Health insurance; coverage for doula care services.  HB 935 (Bolling) and  SB 118 (Locke) requires health insurers, corporations providing health care subscription contracts, and health maintenance organizations whose policy, contract, or plan includes coverage for obstetrical services to provide coverage for doula care services provided by a state-certified doula. The bill requires such coverage to include coverage for at least eight visits during the antepartum or postpartum period and support during labor and delivery. The bill provides that health insurance carriers are (i) not required to pay for duplicate services actually rendered by both a state-certified doula and another health care provider and (ii) prohibited from requiring supervision, signature, or referral by any other health care provider as a condition of reimbursement for doula care services, except when those requirements are also applicable to other categories of health care providers. Such provisions of the bill are subject to a reenactment clause. The bill also requires the Health Insurance Reform Commission to consider coverage for doula care services in its review of the essential health benefits benchmark plan and to include such coverage in its recommendation to the General Assembly unless a compelling reason for excluding such coverage is identified.  The policy provisions of this legislation shall not become effective unless reenacted by the 2025 Session of the General Assembly.

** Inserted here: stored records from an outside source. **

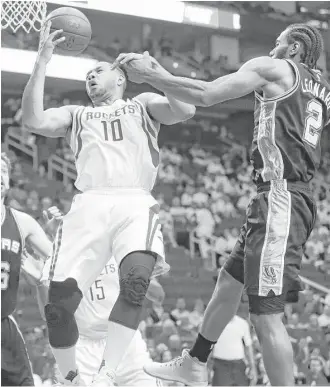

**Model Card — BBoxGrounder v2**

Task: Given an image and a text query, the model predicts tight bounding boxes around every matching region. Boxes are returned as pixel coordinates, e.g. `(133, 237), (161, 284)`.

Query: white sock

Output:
(103, 321), (136, 371)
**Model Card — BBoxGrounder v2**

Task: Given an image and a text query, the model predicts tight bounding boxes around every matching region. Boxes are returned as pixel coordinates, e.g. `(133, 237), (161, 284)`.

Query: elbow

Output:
(200, 90), (213, 107)
(180, 105), (196, 121)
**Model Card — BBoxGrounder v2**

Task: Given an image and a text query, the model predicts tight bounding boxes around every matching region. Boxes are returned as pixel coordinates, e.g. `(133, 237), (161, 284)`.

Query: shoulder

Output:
(133, 92), (161, 107)
(235, 316), (250, 329)
(239, 56), (292, 82)
(11, 208), (41, 238)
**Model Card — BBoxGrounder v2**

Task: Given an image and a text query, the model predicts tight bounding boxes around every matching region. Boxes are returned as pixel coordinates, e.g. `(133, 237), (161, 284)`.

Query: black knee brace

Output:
(45, 278), (82, 348)
(109, 252), (156, 329)
(119, 265), (151, 306)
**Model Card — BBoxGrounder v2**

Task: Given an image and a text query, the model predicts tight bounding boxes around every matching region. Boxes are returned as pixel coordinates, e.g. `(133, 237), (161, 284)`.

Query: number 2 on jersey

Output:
(1, 261), (10, 290)
(89, 280), (105, 301)
(304, 99), (323, 148)
(101, 119), (124, 141)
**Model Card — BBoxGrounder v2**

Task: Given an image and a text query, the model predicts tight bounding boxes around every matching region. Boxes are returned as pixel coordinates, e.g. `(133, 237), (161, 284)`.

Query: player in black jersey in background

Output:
(1, 153), (60, 386)
(115, 24), (330, 386)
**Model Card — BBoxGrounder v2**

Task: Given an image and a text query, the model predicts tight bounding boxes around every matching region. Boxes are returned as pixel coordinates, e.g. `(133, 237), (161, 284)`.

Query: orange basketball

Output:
(46, 7), (92, 55)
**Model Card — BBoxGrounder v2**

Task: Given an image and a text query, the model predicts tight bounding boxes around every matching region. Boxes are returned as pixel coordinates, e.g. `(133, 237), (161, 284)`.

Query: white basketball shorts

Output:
(76, 331), (161, 386)
(49, 189), (169, 293)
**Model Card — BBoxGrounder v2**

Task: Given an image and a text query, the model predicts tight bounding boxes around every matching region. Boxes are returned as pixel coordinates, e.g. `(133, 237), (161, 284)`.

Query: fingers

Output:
(42, 210), (49, 222)
(43, 206), (63, 221)
(119, 53), (142, 66)
(111, 53), (128, 70)
(53, 36), (65, 46)
(48, 30), (63, 42)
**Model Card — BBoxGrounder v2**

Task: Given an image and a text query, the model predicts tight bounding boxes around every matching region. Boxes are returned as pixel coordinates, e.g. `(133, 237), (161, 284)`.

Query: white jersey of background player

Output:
(22, 23), (195, 385)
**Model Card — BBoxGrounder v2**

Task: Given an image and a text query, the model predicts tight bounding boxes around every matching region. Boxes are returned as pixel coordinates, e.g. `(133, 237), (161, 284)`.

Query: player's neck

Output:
(93, 96), (121, 107)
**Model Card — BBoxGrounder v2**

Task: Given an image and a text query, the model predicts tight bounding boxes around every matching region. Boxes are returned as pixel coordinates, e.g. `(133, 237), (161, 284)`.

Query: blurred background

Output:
(1, 0), (330, 385)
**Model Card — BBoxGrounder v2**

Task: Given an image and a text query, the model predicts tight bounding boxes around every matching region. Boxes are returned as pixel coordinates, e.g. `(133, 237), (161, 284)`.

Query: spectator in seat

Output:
(306, 357), (328, 386)
(161, 349), (173, 363)
(318, 304), (330, 329)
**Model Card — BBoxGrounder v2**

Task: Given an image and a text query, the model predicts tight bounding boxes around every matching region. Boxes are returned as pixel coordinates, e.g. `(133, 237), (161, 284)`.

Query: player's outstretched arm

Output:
(144, 57), (291, 106)
(22, 253), (48, 321)
(14, 210), (53, 259)
(22, 23), (76, 137)
(113, 53), (292, 106)
(136, 93), (196, 125)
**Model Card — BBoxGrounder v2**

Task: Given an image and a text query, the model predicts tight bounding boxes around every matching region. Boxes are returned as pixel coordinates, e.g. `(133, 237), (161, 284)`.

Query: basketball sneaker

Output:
(91, 367), (116, 387)
(143, 349), (208, 386)
(60, 370), (83, 386)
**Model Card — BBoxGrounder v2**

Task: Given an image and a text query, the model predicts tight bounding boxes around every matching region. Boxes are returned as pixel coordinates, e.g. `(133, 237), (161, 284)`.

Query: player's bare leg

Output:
(93, 251), (156, 386)
(144, 270), (243, 385)
(45, 278), (82, 385)
(251, 313), (295, 386)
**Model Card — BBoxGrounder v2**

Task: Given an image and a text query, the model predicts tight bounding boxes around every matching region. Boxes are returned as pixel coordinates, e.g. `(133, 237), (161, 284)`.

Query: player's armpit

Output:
(23, 105), (78, 138)
(136, 93), (196, 125)
(15, 211), (53, 259)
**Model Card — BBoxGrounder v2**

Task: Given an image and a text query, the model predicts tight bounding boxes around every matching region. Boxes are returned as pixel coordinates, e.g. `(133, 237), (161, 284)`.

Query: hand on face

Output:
(112, 51), (155, 83)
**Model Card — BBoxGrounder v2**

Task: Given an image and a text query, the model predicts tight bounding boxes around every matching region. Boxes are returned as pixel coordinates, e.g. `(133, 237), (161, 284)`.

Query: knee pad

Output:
(248, 295), (285, 315)
(223, 256), (244, 284)
(119, 265), (152, 307)
(45, 278), (82, 348)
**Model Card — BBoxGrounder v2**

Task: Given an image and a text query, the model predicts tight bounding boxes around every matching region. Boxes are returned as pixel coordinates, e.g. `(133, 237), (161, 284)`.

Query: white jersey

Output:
(68, 98), (160, 192)
(75, 258), (119, 339)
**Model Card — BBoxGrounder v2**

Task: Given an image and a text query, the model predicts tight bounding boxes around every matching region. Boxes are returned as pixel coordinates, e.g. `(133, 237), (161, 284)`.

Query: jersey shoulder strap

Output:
(67, 106), (86, 154)
(7, 207), (26, 251)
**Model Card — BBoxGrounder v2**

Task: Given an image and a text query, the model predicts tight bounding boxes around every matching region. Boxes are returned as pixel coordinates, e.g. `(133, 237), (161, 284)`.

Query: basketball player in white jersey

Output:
(22, 23), (195, 385)
(23, 246), (164, 386)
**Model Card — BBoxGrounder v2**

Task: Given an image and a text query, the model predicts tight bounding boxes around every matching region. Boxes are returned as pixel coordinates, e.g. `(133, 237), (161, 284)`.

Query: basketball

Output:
(46, 7), (92, 55)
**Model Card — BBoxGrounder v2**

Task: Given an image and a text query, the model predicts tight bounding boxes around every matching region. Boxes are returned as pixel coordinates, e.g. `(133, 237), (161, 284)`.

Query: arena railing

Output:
(5, 127), (39, 171)
(48, 155), (77, 185)
(189, 231), (330, 294)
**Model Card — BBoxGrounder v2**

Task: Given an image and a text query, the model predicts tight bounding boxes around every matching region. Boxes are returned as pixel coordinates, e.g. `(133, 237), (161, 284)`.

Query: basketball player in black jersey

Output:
(115, 24), (330, 386)
(1, 153), (60, 386)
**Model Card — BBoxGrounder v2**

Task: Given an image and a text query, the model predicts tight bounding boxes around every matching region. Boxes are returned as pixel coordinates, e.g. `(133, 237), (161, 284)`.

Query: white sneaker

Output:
(143, 349), (208, 386)
(59, 371), (84, 386)
(91, 367), (116, 387)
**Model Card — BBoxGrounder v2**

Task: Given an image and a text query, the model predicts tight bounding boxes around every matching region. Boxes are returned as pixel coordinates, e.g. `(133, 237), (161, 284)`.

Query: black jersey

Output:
(1, 206), (24, 318)
(251, 60), (330, 183)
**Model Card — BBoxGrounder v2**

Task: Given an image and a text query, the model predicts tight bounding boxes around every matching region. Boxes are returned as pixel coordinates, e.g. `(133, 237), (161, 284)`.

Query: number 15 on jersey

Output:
(101, 119), (124, 141)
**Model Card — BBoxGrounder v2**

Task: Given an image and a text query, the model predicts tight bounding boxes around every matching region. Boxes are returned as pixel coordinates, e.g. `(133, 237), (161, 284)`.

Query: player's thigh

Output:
(1, 316), (34, 386)
(112, 196), (169, 275)
(49, 194), (110, 291)
(116, 331), (159, 386)
(223, 224), (246, 284)
(244, 188), (316, 309)
(76, 337), (105, 386)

Personnel, Retirement, and Insurance – Continued to 2025 and Failed

Study; State Council of Higher Education for Virginia; offering reduced rate in-state tuition rates at public institutions of higher education in the Commonwealth to dependents of public school instructional, administrative, and support personnel in the Commonwealth; report.  HJ 15 (Helmer) would have requested the State Council of Higher Education for Virginia to study, in collaboration with the Department of Education, the feasibility and efficacy of offering the dependents of public school instructional, administrative, and support personnel in the Commonwealth reduced rate in-state tuition at public institutions of higher education in the Commonwealth for the purpose of improving retention rates of public school instructional, administrative, and support personnel in the Commonwealth. This resolution was Continued to 2025 in House Rules .

Study; JLARC; effect of salaries, employment benefits, and other relevant factors on teacher recruitment and retention; report.  HJ 53 (Batten),  HJ 56 (Cordoza) and SJ 9 (Sturtevant) would have directed the Joint Legislative Audit and Review Commission to study the effect of salaries, employment benefits, and other relevant factors on recruiting and retaining high-quality, fully licensed teachers, including (i) examining salaries, employment benefits, and other financial benefits and incentives available to teachers in relation to teacher recruitment and retention in each local school division; (ii) identifying disparities in salaries, employment benefits, and other financial benefits and incentives available to teachers in relation to teacher recruitment and retention rates between high-poverty and rural school divisions, high-income school divisions, and the Commonwealth on average; (iii) reviewing salaries, employment benefits, and other financial benefits and incentives available to teachers in relation to the rates of teacher recruitment and retention and the numbers of fully licensed teachers in adjoining states and the District of Columbia; and (iv) identifying factors that positively impact the recruitment and retention of high-quality, fully licensed teachers.

Unemployment compensation; maximum duration of benefits.  HB 82 (Fowler) would have provided that the maximum duration for which a claimant may receive unemployment compensation benefits shall be calculated based on the average, seasonally adjusted unemployment rate in the Commonwealth for the three months preceding the month in which such claimant files his first claim in a benefit year.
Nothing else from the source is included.